Ce qui ressemblait à une farce il y a peu s’est pourtant développé fortement ces dernières années : grâce à l’éco-pâturage, l’entretien des prairies dans de grands sites, même en ville, est désormais réalisé par des animaux brouteurs… Moutons, chèvres, chevaux, vaches, ânes, lamas, oies, et pourquoi pas ?

L’éco-pâturage en quelques mots

Associant un gestionnaire de site et un éleveur à travers un simple contrat d’entretien, l’éco-pâturage consiste à laisser pâturer, en permanence ou sur des périodes récurrentes, des animaux brouteurs qui assureront le travail de tonte.

En milieu urbain, périurbain ou rural, sur de petites ou de grandes surfaces, sur des terrains en pente ou difficiles d’accès, le recours à l’animal est écologique et permet même d’entretenir des terrains où des machines ne passeraient pas.

Les animaux sont amenés au terrain, au préalable clôturé de manière adaptée et temporaire par l’éleveur qui les laisse en pâture le temps qu’ils effectuent la coupe au propre. Tout cela au rythme des animaux, mais sans carburant (hormis le transport des bêtes d’un site à l’autre), et sans bruit de moteur.

Bêtes à poils, à cornes ou à sabots, de nombreuses options sont proposées par des entreprises spécialisées : des éleveurs qui profitent ainsi de la ressource en nourriture pour leur bétail, offerte grâce à ce service de nettoyage écologique.

Ils proposent généralement des solutions complètes, comprenant la préparation et le barriérage du terrain, la construction d’un abri et le suivi des bêtes, ainsi que les soins vétérinaires ; tout cela sans que le commanditaire n’ait à s’occuper de rien. À la clé, un entretien à faible impact environnemental qui peut s’accompagner d’animations autour de la découverte de l’animal : visites de groupes, tournée à travers la ville, ateliers pédagogiques pour le bonheur des enfants et des adultes…

Malin le mouton, non ?

Dans quels cas est-il pertinent ?

Le recours à des animaux convient particulièrement aux espaces suffisamment importants, enherbés et relativement protégés. On considère en effet que la surface minimale requise se situe autour de 1000 à 1500 m2 d’un seul tenant. Les espaces exigus ou nécessitant une traversée ainsi que les zones polluées sont écartés, de même que les zones de plantations non protégées qui finiraient assurément dans les estomacs gourmands. Mais partout ailleurs, c’est possible !

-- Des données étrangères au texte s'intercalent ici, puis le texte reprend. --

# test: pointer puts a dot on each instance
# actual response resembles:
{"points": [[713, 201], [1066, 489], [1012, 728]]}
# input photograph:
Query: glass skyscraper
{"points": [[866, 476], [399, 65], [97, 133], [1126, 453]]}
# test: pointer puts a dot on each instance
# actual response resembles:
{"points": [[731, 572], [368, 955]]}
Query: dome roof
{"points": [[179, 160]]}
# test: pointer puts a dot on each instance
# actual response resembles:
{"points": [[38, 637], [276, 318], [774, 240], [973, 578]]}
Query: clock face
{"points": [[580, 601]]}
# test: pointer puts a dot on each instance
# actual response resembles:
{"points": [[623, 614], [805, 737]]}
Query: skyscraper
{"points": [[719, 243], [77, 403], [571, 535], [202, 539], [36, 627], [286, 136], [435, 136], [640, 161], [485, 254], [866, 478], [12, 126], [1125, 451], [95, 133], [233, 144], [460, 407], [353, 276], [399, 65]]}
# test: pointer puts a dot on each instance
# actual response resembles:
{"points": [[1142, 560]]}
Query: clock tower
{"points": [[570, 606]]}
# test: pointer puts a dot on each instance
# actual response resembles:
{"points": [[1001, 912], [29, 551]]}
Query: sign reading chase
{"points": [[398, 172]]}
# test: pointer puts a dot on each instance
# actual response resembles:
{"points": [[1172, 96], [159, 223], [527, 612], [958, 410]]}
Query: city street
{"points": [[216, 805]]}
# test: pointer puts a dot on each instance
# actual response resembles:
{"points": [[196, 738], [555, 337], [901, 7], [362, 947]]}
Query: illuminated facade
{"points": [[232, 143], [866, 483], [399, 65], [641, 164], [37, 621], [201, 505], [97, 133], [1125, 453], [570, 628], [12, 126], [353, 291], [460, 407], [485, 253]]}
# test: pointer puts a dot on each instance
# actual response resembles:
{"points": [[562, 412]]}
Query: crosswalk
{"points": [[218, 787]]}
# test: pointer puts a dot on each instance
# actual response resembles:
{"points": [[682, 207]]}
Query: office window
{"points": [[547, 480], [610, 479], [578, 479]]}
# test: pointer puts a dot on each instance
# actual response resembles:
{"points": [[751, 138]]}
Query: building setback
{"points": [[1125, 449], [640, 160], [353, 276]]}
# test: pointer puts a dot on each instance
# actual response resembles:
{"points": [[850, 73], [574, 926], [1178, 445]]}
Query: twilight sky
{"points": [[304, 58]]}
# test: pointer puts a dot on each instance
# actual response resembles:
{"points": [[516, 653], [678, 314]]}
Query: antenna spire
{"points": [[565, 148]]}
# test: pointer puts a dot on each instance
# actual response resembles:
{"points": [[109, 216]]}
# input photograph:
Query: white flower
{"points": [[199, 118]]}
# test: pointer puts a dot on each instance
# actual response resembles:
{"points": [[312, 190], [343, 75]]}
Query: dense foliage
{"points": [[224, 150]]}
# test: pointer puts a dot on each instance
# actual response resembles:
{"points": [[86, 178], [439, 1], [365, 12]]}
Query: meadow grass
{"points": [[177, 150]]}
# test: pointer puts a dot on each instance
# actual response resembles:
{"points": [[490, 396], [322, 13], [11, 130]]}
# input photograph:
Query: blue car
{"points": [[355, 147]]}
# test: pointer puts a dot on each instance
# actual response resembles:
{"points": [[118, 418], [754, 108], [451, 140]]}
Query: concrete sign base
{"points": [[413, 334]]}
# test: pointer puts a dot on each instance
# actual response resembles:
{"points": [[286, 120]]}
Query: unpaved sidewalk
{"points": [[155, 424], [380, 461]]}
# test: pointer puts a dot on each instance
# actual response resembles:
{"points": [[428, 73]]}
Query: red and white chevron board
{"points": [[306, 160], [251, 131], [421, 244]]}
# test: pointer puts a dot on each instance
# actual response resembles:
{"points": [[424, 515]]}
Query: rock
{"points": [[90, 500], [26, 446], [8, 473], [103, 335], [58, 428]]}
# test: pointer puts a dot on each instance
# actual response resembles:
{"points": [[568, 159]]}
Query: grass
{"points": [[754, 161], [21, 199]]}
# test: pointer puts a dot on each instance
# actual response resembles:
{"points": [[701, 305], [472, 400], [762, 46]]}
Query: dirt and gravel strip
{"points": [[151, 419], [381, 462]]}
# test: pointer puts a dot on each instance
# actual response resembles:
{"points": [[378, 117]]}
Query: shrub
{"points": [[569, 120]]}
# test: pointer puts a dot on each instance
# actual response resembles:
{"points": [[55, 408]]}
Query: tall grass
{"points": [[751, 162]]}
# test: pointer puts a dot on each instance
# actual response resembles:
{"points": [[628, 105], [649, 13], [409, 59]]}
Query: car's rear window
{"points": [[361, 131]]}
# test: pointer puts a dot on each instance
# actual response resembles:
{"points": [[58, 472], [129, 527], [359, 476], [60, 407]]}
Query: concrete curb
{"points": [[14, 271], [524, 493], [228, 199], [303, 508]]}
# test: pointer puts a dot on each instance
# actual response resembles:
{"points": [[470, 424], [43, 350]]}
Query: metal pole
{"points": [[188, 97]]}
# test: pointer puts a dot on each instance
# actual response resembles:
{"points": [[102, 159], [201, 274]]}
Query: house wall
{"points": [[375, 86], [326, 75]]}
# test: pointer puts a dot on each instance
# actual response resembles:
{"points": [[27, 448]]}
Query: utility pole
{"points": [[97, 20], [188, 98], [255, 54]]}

Sur des terrains enfrîchés, un pâturage intensif permet de rouvrir des clairières et de nettoyer efficacement les plantes adventices, si tant est que les ligneux et les ronces n’ont pas pris le dessus. Outre le broutage, le piétinement de bêtes nombreuses – on parle alors de surpâturage – permet de redonner un horizon satisfaisant à des terrains très embroussaillés.

Sur les talus, les bassins de rétention d’eau, les grandes pelouses accidentées, les animaux assurent sans effort une tonte rase et régulière lorsque la tonte mécanique demande au contraire beaucoup d’énergie, de bruit et de pollution.

Enfin, sur les grandes pelouses, les grands terre-pleins ou les prés, installer des animaux est idéal et une joie pour les riverains et les visiteurs, enfants en tête.

Quels intérêts ?

Parmi les maîtres d’ouvrage conquis, des sociétés d’autoroute, des sites industriels, parcs solaires, maisons de retraite, écoles, collectivités et offices de logements sociaux, et même des hôpitaux en ont fait l’expérience réussie.

Faire appel à l’animal, et à la femme ou à l’homme qui l’accompagne, c’est avant tout faire preuve d’une démarche sociale et écologique en faveur d’une moindre énergie dépensée et de la valorisation de savoir-faire traditionnels.

1. L’enrichissement en biodiversité

L’enrichissement en biodiversité peut également être un facteur déterminant : par l’apport d’excréments, les animaux contribuent à enrichir les prairies quand la tonte et l’évacuation des déchets verts auront tendance à les appauvrir. La matière organique est maintenue sur site et provoque une aggradation des biotopes par la multiplication progressive des cortèges végétaux et animaux des prairies pâturées. Associée à une gestion différenciée, la gestion pastorale contribue ainsi au développement des plantes fleuries, donc des insectes pollinisateurs et des oiseaux granivores et insectivores… Papillons, abeilles et libellules s’invitent à la fête, ainsi que mésanges, chardonnerets et passereaux variés !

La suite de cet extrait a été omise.